Je déboule devant la table à carte, regarde l’affichage du pilote et braille
– I DIT PLUS RIEN !
et puis un grand BIIIIIIIIP sonne l’alarme dans tout le bateau pendant qu’un message s’affiche en bas Bus en court-circuit, et un autre dans le cockpit : absence de maître ou un truc comme ça, le capitaine a pris la barre
– change de pilote !!
Grâce au ciel et à la prudence (maladive) du capitaine, nous avons 2 pilotes, alors je change de pilote, le met en route, BIIIIIIP, alarme qui tinte, bus en court-circuit et absence de maître, je coupe et passe une tête effarée dans le cockpit
– on fait quoi ?
Plus de pilote … la poisse, la guigne, la merde
– on file sur Tahiti pour réparer là-bas
Euuuuh … ça serait pas un poil précipité par hasard ?
– tu ne veux pas qu’on s’arrête à l’anse Amyot plutôt ? pour qu’on essaie de réparer ?
Je ne suis pas marin (devrais je écrire marine en bonne petite pensée inclusive ? pour ne pas paraître ennemie de la Femme ?) (c’est Delon qui disait, dans une interview, « j’aime la femme », j’en ris encore) mais je pense qu’une décision hâtive n’est pas de mise et qu’on peut tenter de réparer ça au mouillage, et puis on s’est levés tôt, j’ai la tête de traviole et pas envie de me farcir 200 miles nautique à brûle-pourpoint !
Sylvain et Isabelle d’Oxygen, qui nous ont suivi de peu, naviguent quasiment à côté de nous, on s’appelle à la VHF, Sylvain pense comme moi, on peut réparer, ça ne doit pas être bien compliqué, le sourcil froncé sous le poids de la réflexion, le capitaine abat d’un geste auguste pour aller sur l’anse Amyot, Oxygen filant sur Rangiroa nos routes se croisent, le capitaine se rapproche dangereusement d’Oxygen, moi je passerais plutôt derrière mais lui veut passer devant, aïe aïe aïe collision en vue !
– attention, tu vas lui couper la route !! m’émeus je
tandis qu’il hausse les épaules en se moquant de mes affres, non on ne se fera pas couper en deux par Oxygen
Du temps où le capitaine était champion de cata, il rasait tellement les bateaux en les doublant qu’il en a tapé certains, je lui ai demandé si c’était éliminatoire, oui, s’il s’est fait éliminé parfois, oui, le capitaine est un dur-à-cuire (personne froide et endurcie, qui ne se laisse désarçonner par rien)

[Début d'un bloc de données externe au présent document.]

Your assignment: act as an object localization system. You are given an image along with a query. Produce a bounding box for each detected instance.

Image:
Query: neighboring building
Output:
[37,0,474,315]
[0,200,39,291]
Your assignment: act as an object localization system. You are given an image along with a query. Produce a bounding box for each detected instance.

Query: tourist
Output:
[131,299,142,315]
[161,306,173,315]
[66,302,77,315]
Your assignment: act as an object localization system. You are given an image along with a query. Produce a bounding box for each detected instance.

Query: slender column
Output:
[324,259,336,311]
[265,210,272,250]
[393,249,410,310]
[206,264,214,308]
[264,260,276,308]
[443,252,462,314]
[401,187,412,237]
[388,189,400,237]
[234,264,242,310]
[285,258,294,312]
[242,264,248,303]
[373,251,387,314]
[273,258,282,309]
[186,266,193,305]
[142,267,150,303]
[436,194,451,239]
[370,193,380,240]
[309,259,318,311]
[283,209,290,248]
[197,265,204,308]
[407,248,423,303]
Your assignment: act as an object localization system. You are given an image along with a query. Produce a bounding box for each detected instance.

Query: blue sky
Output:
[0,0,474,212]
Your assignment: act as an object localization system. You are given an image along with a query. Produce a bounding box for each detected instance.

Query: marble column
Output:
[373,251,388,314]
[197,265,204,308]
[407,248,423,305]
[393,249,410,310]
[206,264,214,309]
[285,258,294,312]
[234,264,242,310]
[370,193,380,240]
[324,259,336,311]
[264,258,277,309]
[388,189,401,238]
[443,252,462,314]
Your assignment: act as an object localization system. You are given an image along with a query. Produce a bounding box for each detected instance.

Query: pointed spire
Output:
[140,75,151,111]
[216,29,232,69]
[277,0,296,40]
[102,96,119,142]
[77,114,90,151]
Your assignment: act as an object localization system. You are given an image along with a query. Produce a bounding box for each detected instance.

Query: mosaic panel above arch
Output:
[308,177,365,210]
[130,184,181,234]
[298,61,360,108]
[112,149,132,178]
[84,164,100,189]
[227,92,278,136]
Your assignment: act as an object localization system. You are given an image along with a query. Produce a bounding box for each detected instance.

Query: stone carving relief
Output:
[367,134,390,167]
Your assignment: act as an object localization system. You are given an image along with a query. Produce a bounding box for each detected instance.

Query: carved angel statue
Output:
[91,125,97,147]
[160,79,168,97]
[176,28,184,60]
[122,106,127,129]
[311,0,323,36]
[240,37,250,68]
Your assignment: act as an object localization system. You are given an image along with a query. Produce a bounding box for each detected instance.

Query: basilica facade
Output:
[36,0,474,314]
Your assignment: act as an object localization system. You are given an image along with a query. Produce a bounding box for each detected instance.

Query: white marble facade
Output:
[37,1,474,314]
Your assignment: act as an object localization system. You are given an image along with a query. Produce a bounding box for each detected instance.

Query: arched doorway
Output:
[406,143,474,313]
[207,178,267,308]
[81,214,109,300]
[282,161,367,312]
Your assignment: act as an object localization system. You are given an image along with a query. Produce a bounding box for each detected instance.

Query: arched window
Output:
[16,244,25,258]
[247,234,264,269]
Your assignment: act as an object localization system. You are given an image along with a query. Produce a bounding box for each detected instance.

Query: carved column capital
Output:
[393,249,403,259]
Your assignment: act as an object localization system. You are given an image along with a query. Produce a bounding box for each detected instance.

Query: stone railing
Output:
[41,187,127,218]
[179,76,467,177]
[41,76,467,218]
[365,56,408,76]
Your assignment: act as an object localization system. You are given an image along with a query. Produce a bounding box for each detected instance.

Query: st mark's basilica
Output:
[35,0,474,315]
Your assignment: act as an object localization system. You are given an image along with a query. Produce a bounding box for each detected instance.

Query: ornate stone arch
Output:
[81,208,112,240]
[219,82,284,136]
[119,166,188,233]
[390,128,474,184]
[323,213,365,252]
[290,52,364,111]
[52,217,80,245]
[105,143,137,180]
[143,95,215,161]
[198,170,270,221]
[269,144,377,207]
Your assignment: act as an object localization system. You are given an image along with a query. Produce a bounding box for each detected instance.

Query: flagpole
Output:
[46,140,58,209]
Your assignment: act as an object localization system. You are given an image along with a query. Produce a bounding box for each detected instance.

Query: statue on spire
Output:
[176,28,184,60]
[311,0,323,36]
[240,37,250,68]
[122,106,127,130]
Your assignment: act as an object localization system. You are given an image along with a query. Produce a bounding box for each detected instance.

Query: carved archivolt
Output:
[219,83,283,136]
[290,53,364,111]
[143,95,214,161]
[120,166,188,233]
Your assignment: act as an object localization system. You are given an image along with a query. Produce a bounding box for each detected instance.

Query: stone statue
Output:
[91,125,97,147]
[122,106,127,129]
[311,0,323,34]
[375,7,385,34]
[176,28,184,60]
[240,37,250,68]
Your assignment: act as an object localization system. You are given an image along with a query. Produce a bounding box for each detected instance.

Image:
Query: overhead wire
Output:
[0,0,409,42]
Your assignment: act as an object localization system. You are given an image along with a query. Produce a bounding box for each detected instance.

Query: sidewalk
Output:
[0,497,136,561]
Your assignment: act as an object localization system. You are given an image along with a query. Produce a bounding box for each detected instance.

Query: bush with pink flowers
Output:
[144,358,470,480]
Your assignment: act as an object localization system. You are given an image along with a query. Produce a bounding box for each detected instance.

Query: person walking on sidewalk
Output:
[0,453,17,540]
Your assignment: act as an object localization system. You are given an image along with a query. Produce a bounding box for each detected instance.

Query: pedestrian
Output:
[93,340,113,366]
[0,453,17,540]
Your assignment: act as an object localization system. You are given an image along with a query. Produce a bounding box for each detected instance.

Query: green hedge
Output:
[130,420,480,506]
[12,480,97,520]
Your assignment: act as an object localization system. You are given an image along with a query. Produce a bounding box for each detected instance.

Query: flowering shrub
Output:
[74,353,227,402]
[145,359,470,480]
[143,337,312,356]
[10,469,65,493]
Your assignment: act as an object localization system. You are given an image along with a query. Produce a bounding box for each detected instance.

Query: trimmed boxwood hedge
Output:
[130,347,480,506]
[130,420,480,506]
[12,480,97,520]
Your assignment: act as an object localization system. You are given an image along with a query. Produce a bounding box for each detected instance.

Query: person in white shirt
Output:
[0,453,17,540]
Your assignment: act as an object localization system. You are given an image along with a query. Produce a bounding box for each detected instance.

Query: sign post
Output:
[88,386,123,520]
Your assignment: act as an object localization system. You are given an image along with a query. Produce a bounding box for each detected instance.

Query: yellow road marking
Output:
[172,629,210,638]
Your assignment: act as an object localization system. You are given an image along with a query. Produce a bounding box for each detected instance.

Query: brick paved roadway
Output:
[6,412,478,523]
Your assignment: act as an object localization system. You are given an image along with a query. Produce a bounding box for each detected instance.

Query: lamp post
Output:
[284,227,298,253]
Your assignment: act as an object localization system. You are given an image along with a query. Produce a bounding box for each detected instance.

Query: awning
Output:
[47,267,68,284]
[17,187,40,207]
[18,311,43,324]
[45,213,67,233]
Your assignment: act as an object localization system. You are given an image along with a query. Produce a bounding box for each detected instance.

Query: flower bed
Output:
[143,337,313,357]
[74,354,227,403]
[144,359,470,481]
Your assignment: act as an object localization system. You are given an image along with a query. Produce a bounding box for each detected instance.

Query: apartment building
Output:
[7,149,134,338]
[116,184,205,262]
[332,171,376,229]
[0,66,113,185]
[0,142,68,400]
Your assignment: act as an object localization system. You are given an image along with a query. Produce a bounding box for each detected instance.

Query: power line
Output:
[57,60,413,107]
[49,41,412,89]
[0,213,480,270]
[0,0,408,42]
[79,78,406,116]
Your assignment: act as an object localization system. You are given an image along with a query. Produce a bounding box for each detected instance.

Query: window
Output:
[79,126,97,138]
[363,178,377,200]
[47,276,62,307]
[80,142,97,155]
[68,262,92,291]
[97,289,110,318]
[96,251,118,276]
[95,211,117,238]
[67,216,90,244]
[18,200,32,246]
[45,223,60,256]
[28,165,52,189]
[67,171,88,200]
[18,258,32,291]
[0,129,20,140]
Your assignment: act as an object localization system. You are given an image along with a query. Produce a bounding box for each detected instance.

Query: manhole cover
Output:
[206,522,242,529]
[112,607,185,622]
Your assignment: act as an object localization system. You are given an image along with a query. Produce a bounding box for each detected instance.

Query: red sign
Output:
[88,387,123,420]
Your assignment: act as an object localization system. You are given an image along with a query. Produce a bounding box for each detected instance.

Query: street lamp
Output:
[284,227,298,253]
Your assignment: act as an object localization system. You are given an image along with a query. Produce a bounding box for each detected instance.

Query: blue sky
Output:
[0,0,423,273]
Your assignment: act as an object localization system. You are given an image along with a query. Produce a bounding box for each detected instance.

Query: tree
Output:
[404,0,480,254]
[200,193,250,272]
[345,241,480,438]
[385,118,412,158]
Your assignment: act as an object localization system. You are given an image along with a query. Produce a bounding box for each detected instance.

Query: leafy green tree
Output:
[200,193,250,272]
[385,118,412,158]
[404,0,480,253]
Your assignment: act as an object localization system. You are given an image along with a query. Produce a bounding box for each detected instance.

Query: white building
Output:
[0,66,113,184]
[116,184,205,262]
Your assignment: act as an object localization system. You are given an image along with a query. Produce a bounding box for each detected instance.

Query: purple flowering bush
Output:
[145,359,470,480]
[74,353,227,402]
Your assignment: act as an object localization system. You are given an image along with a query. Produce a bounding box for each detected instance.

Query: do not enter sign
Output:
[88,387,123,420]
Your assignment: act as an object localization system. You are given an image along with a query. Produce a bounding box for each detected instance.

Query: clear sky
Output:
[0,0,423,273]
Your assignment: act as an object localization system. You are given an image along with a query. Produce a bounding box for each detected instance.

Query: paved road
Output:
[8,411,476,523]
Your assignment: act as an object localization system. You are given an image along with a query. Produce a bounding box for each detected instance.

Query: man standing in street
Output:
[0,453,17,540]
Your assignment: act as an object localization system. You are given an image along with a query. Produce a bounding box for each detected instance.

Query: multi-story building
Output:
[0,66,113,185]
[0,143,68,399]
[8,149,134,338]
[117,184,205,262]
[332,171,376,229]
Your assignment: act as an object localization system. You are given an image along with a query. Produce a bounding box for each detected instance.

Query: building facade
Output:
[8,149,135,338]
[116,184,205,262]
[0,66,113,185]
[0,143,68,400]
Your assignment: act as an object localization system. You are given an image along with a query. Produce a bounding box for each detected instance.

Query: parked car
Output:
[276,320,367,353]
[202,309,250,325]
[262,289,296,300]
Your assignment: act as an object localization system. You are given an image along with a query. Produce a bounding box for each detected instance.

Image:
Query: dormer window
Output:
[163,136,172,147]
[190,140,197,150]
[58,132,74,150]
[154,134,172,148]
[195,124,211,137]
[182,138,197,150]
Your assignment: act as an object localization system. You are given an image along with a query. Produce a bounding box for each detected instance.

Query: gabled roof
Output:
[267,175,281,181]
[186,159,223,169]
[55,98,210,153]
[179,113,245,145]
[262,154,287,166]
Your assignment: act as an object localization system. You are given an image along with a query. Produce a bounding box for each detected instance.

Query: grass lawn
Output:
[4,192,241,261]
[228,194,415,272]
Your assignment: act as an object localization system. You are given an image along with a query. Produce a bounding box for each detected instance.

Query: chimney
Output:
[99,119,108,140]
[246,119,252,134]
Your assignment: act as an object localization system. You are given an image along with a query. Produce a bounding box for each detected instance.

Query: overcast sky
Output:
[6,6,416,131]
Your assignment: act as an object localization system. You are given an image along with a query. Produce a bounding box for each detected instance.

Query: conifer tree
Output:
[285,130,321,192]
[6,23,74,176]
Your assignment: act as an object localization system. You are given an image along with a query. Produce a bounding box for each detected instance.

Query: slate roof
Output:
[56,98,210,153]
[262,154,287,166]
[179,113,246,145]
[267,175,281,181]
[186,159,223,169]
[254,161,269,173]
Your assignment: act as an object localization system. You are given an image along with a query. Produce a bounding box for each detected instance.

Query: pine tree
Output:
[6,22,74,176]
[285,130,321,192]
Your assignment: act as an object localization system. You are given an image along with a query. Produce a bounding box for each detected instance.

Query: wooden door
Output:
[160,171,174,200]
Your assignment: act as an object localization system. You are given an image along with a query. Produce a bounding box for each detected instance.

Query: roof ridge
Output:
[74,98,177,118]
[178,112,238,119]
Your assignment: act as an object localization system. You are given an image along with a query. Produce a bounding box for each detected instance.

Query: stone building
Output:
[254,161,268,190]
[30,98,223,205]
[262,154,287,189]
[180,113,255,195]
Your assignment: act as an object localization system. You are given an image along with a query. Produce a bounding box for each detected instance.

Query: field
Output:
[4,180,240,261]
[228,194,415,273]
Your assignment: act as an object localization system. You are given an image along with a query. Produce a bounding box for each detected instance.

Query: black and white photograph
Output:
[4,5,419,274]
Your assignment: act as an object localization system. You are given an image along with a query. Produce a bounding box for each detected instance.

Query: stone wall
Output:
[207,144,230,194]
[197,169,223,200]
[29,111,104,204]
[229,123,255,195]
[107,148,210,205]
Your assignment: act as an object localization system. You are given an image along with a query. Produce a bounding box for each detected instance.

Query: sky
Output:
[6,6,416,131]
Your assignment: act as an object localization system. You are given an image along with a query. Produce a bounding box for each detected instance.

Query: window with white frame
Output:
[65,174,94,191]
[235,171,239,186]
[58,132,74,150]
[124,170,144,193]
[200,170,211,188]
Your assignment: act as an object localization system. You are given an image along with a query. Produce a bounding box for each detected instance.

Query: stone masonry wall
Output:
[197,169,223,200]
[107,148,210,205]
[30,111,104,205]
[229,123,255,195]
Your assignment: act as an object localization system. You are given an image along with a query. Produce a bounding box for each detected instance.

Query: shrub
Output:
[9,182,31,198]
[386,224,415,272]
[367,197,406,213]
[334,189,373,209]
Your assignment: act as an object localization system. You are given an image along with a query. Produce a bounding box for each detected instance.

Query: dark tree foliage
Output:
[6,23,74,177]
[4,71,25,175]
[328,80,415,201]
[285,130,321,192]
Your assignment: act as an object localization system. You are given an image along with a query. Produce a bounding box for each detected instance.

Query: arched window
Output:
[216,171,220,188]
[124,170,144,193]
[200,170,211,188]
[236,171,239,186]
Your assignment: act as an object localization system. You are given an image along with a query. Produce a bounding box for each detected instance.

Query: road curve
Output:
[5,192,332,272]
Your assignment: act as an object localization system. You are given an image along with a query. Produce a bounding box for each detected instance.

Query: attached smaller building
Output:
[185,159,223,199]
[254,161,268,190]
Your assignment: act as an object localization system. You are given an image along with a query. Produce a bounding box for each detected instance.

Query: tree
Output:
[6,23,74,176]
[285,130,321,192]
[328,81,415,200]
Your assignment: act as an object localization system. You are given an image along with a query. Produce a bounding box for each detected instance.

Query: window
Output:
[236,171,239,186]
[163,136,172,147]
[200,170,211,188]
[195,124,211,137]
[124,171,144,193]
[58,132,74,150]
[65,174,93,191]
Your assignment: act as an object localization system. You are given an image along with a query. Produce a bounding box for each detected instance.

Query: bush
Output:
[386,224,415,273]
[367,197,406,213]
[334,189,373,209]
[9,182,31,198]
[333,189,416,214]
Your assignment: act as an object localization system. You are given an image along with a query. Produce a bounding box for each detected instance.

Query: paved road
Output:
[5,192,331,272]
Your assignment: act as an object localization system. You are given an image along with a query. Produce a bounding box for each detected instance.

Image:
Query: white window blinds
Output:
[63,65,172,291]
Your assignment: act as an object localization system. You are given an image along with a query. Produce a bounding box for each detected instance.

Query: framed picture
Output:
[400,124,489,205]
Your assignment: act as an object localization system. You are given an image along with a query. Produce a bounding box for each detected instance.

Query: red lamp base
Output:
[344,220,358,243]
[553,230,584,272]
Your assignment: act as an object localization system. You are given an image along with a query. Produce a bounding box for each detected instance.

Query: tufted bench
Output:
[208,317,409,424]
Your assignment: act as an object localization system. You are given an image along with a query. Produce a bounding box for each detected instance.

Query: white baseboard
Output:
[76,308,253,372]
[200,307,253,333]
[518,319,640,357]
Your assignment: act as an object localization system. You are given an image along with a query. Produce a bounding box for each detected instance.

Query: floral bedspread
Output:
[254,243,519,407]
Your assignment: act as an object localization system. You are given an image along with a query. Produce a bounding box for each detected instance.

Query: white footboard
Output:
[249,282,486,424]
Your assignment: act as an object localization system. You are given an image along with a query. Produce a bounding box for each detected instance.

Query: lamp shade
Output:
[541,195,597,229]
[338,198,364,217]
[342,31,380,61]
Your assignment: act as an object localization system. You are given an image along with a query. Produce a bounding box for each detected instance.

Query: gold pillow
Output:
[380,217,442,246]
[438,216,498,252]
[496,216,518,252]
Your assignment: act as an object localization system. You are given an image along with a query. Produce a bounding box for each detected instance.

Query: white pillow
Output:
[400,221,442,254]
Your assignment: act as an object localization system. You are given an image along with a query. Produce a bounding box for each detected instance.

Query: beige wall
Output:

Un peu plus tard Sylvain nous rappelle pour nous dire qu’il se déroute vers l’anse Amyot afin de nous y rejoindre et de filer un coup de main au capitaine, ça c’est de la belle entraide !
Si tous les gars du monde
Décidaient d’être copains,
Et partageaient un beau matin
Leurs espoirs et leurs chagrins ;
Si tous les gars du monde
Devenaient de bons copains
Et marchaient la main dans main,
Le bonheur serait pour demain ! (Paroles de Marcel ACHARD – Musique de Georges-Eugene VAN PARYS) (laissez vous aller : https://youtu.be/QRwinIdlvbI)

Nous arrivons en slalomant dans le mouillage jusqu’à nous amarrer à une bouée, le capitaine va rejoindre Sylvain sur son cata pour regarder sur internet les manières de réparer ça parce qu’on s’est regardés, interdits : c’est quoi un bus ?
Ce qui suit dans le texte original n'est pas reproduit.